Q11 – 450 years ago, William Shakespeare was very much like Michael Jackson: successful, commercial, and contemporary. Now he is regarded as one of the most iconic artists who ever lived. What do you think will be the view on Michael Jackson in 400 years’ time?
That’s a tough question to answer!  I hope that 400 years from now people will still be listening to and watching Jackson’s work with great appreciation, but it’s impossible to know whether by then Jackson will have achieved the kind of rarified cultural status that Shakespeare enjoys.  As you know, a very specific history and politics have constructed Shakespeare’s current cultural position, much of which has to do with the specific history and politics of Britain as a nation. I’m not sure what the forces will be that will construct a cultural understanding and position for Michael Jackson 400 years from now.  But in the shorter term, I think that the number of new books and scholarly articles that focus on Jackson’s work as an artist, rather than on his notoriety as a celebrity, will continue to grow.  (I’m especially interested to see, for example, what dance scholars will have to say about Jackson’s work.  I also think that Jackson’s short films need to be studied by film scholars.)  Such studies will cut through the many layers of tabloid distortion under which Jackson’s important contributions as a performer, writer, filmmaker, philanthropist, and activist have long been buried.  As a result, I think that over time the cultural significance of his work will become increasingly apparent.

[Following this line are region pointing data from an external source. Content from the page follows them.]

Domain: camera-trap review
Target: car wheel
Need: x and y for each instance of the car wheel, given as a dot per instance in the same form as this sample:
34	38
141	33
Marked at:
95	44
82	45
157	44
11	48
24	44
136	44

Q12 – Final thoughts: what does it mean to be an academic teaching at this key time in history, seven years after Jackson’s death?
I think that academics have a role to play, as do many others, in keeping Jackson’s legacy alive.  By teaching about Jackson, academics can guide students to a full and honest assessment of his cultural significance while at the same time helping students to think critically about a whole host of important issues.  One of the advantages of teaching a full semester course on Jackson is that it comes with the luxury of being able to consider a broad range of Jackson’s work and his intersection with key cultural issues in depth and over many successive weeks.  This allows for students to work slowly through whatever received ideas they have about Jackson and put them into the context of many different kinds of discussions and analyses of Jackson’s work from many different perspectives.  I think the classroom setting is a uniquely effective place to do this, since it offers the opportunity for face-to-face dialog and exchange that can’t happen when individuals read about Jackson on their own or delve alone into social media environments where his work and life are discussed.  Personally, I also feel a responsibility when I teach Jackson to counteract the horrible falsehoods that were and continue to be disseminated about him in the media and to teach students to think critically about how all of that works.  All of that said, I don’t believe any one group – fans, academics, journalists, or even Jackson’s own professional associates, several of whom are now giving seminars about his work – can claim an exclusive purchase on Jackson’s ultimate significance.  All of the different constituencies that care about Jackson’s legacy and significance have important contributions to make to the project of ensuring that his art and his messages get the thoughtful attention they deserve, and there is something to be learned from all of these different perspectives.


Thank-you, Marie, for taking the time to talk to us.

Marie Plasse is Professor of English at Merrimack College in North Andover, Massachusetts.  She is the author of numerous articles on Shakespeare, Italian American women’s fiction, and popular culture.